SAI
SAI copied to clipboard
Update saistatus.h
These helper Macro's logic are not correct when _WIN32 is not #defined as is the case for all of our Sonic/BRCM based platforms. Therefore all SAI_STATUS_XXX error codes are negative due to "#define SAI_STATUS_CODE(S) (-(S))" operation. This result in incorrect helper error range checking. For example, SAI_STATUS_ATTR_NOT_IMPLEMENTED_0 is defined as value of -0x00030000L and SAI_STATUS_ATTR_NOT_IMPLEMENTED_MAX as -0x0003FFFFL. Assume the SAI returns error code of SAI_STATUS_ATTR_NOT_IMPLEMENTED_1 which is -0x00030001L (where SAI code should return SAI_STATUS_ATTR_NOT_IMPLEMENTED_0 + SAI_STATUS_CODE(1)). The old SAI_STATUS_IS_ATTR_NOT_IMPLEMENTED(-0x00030001L) macro would result in -0x00040000L == SAI_STATUS_ATTR_NOT_IMPLEMENTED_0 which is not true where SAI_STATUS_ATTR_NOT_IMPLEMENTED_0 is defined as -0x00030000L. The new helper macro will correct this logic. The new logic would work regardless #ifdef _WIN32 is defined or not.
can you add some unittesting to back this up?

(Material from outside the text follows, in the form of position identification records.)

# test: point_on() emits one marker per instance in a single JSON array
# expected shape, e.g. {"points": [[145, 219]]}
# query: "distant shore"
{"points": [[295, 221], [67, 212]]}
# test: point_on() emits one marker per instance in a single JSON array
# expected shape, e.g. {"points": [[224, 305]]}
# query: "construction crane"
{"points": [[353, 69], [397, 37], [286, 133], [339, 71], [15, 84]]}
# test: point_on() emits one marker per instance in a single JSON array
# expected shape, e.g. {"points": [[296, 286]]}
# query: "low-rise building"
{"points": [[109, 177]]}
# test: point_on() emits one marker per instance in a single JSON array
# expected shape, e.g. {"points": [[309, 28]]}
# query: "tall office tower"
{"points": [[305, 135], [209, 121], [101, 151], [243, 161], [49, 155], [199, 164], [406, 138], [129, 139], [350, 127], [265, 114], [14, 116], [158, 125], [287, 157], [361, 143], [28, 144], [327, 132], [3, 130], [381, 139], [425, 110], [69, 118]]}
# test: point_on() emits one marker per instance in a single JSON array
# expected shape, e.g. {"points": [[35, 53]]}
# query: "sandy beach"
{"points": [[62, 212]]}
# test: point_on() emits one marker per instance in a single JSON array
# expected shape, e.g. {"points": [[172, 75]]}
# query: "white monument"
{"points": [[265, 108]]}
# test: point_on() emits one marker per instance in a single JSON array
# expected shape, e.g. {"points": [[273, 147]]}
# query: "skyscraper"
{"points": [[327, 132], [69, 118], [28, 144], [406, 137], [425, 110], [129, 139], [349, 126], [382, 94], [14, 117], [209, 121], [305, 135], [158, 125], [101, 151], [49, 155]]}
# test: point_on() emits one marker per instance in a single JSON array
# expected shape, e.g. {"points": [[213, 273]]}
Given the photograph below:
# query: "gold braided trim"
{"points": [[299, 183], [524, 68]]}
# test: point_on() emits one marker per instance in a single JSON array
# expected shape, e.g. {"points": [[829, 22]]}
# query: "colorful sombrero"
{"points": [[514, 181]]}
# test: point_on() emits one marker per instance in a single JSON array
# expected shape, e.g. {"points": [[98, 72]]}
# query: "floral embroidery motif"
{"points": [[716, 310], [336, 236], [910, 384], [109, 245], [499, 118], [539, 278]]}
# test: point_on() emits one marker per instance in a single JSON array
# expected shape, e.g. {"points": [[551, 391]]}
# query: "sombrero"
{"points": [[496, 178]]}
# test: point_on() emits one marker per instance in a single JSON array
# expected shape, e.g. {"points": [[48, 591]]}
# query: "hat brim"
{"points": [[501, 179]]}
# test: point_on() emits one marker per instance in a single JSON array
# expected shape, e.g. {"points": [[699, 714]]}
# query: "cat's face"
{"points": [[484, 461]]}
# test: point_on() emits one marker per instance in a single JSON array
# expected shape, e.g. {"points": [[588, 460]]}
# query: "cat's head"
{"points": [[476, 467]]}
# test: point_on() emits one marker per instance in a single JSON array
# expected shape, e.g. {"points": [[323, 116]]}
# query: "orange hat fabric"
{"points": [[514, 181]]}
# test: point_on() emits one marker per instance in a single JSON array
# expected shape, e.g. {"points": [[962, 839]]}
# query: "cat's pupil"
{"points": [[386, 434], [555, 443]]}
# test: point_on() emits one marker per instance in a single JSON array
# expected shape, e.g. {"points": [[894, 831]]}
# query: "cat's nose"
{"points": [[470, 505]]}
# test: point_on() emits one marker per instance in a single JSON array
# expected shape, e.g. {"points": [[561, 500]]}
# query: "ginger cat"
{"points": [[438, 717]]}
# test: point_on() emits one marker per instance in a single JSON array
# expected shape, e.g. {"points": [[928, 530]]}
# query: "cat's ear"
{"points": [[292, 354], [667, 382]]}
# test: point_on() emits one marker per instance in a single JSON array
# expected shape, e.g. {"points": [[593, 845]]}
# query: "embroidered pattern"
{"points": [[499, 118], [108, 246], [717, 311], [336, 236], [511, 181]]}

The description has given an example which was actually the case we had issue in our local SAI code. By fixing the code logic to the new one presented in this code push, we had then the expected test result. Our changes before was confined to our local SAI implementation and did not made it to this SAI API .h file. Since Google complained about incorrect the SAI status error code issue where they also found out that the SAI should return (SAI_STATUS_ATTR_NOT_IMPLEMENTED_0 + SAI_STATUS_CODE(atrrib_idx) instead of (SAI_STATUS_ATTR_NOT_IMPLEMENTED_0 + attrib_idx), so we have to fix this in our SAI code. We have realized that the complete fix also need to include the changes of these helper macros if any one is using them. That led to this code pull request. Not sure what kind of UT you would like to be added here. I can write a stand alone test code to invoke both old and new macros and print out compare results to see which one meet the expectation if that what you want.
i think some test cases checking that "SAI_STATUS_ATTR_NOT_IMPLEMENTED_0 + SAI_STATUS_CODE(atrrib_idx)" have correct value as expected in saisanitycheck.c
I am not sure what is the required change
Right now our SAI code is written to return for example return SAI_STATUS_ATTR_NOT_IMPLEMENTED_0 + attr_index let's consider attr_index = 1 The result is 0xfffffffffffd0001 When evaluated in SAI_STATUS_IS_ATTR_NOT_IMPLEMENTED(x) (((x) & (~0xFFFF)) == SAI_STATUS_ATTR_NOT_IMPLEMENTED_0) this seems to work fine
Do we want to change the usage from return SAI_STATUS_ATTR_NOT_IMPLEMENTED_0 + attr_index to return SAI_STATUS_ATTR_NOT_IMPLEMENTED_0 + SAI_STATUS_CODE(attr_index) ? This is not backward compatible
Currently, both BRCM Sonic/SAI and some other customer experience issue with the old "return (SAI_STATUS_ATTR_NOT_IMPLEMENTED_0 + attr_index)" logic. For the same example where attr_index ==1, SAI returns (SAI_STATUS_ATTR_NOT_IMPLEMENTED_0 + 1), which we would think it represents SAI_STATUS_ATTR_NOT_IMPLEMENTED_1. However, when the return code gets to Sonic caller, the value become -0x0002FFFFL which is SAI_STATUS_INVALID_ATTR_VALUE_MAX, which no longer between SAI_STATUS_ATTR_NOT_IMPLEMENTED_0 ~ SAI_STATUS_ATTR_NOT_IMPLEMENTED_MAX. If Sonic caller explicitly check if (sai_status == SAI_STATUS_ATTR_NOT_IMPLEMENTED_MAX), it will take the intended SAI_STATUS_ATTR_NOT_IMPLEMENTED_1 as SAI_STATUS_INVALID_ATTR_VALUE_MAX and handle it differently (unexpectedly), even the old help macros works fine. That was why we fixed our SAI return error with SAI_STATUS_ATTR_NOT_IMPLEMENTED_0 + SAI_STATUS_CODE(attr_index) This fix in SAI would break the old "helper" macros thus the pull request to change the helper macros.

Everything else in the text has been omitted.